Realistically, aside from edge cases in hardware support, you can do anything you want on any modern *nix. There's not even as much of a difference between distros as people claim. All the "I want an OS that gets out of my way" and similar reasons apply to most modern well-maintained distros these days. It's more personality and familiarity than anything objective.
I went from Slackware in 1994 to Red Hat in 1998 to Fedora when they split into Fedora and RH Enterprise. Every 2 or 3 years I will install a different distro in a VM and see "Okay, now I see what it's about." But I have no interest in switching as long as Fedora does everything I need. I don't really understand the people that distro hop. I just assume they are really young and I have work to do and a family to take care of.
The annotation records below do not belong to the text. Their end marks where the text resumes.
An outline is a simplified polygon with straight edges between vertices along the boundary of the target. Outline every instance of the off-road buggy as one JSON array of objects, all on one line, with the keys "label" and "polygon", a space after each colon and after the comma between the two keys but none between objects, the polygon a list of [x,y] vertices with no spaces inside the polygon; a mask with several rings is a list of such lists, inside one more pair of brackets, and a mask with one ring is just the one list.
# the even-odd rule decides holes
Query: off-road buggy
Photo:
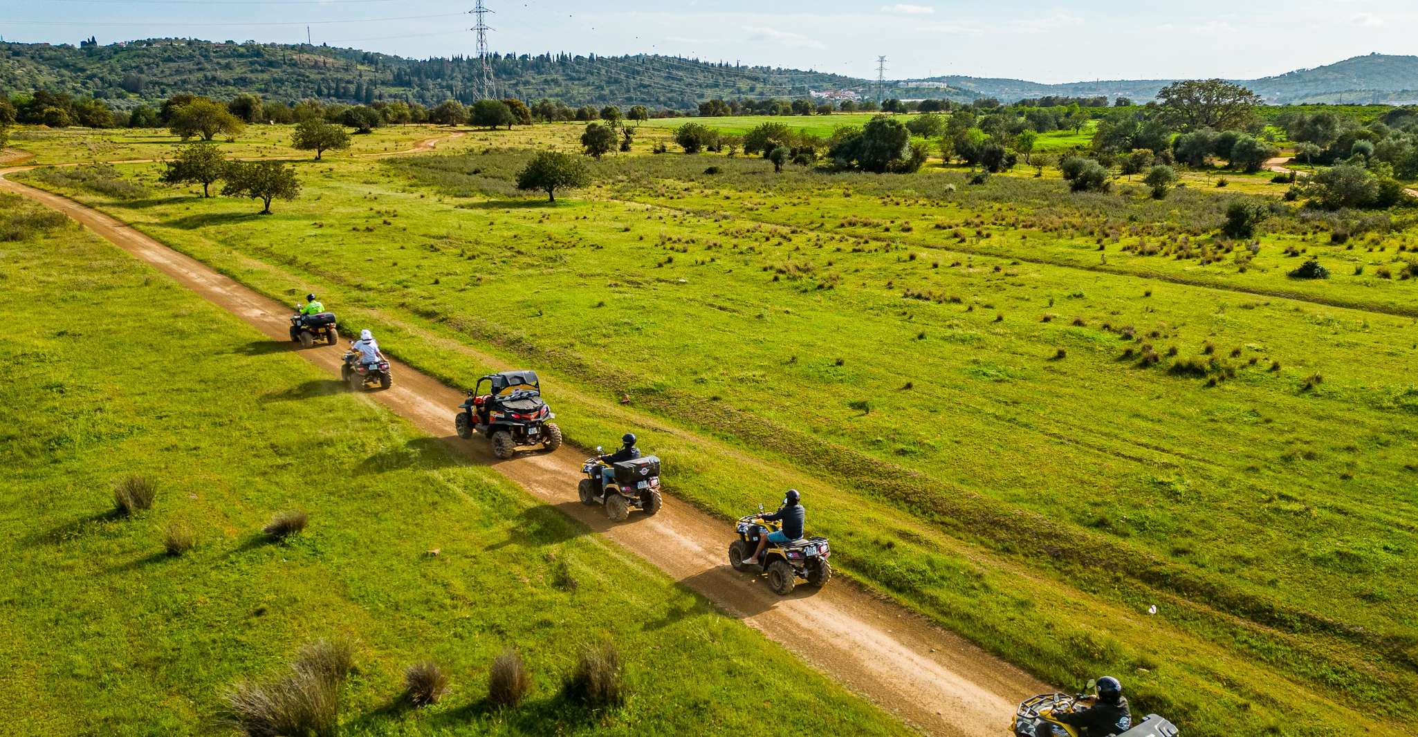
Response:
[{"label": "off-road buggy", "polygon": [[340,334],[335,330],[335,313],[301,315],[301,305],[296,305],[295,315],[291,316],[291,342],[311,347],[318,337],[325,339],[332,346],[339,342]]},{"label": "off-road buggy", "polygon": [[[1089,683],[1088,689],[1092,690]],[[1020,704],[1010,721],[1010,731],[1014,737],[1078,737],[1078,727],[1062,724],[1054,714],[1073,711],[1079,706],[1088,706],[1088,696],[1069,696],[1066,693],[1041,693],[1031,696]],[[1177,737],[1177,727],[1157,714],[1147,714],[1147,719],[1117,733],[1117,737]]]},{"label": "off-road buggy", "polygon": [[[763,505],[759,505],[763,512]],[[736,571],[769,574],[769,587],[778,595],[788,595],[797,580],[808,585],[822,587],[832,578],[832,567],[827,558],[832,554],[827,537],[800,537],[787,543],[769,543],[763,548],[763,563],[747,563],[747,557],[759,548],[759,536],[783,529],[781,522],[760,520],[750,514],[739,517],[735,531],[739,539],[729,544],[729,566]],[[767,530],[767,531],[764,531]]]},{"label": "off-road buggy", "polygon": [[458,410],[454,417],[458,437],[468,439],[481,432],[492,441],[498,458],[512,458],[519,446],[540,445],[547,451],[562,446],[562,428],[550,422],[556,415],[542,401],[536,371],[488,374],[468,391]]},{"label": "off-road buggy", "polygon": [[[605,516],[611,522],[625,522],[631,509],[638,509],[645,514],[659,512],[662,499],[659,496],[659,458],[647,455],[634,461],[607,463],[601,461],[601,449],[596,449],[596,456],[587,458],[581,472],[586,478],[577,485],[576,492],[586,506],[605,505]],[[614,480],[605,482],[603,469],[610,466]]]}]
I get that. I stopped using Slack around...not sure, maybe 2007 or so when I tried to do my normal minimal setup and mplayer wouldn't run without Samba installed, and the community was hostile to anyone who didn't do the recommended full install. I never wanted it a a feature complete desktop but that's the market they tried to focus on.
Took me a while to settle on Alpine after trying Arch and Void, but I can't imagine why I would ever leave unless they change something drastic.
I mean… at this point Linux is nothing like the 90s. It’s just big corporate Unix. Every change is in the interest of massive cloud providers.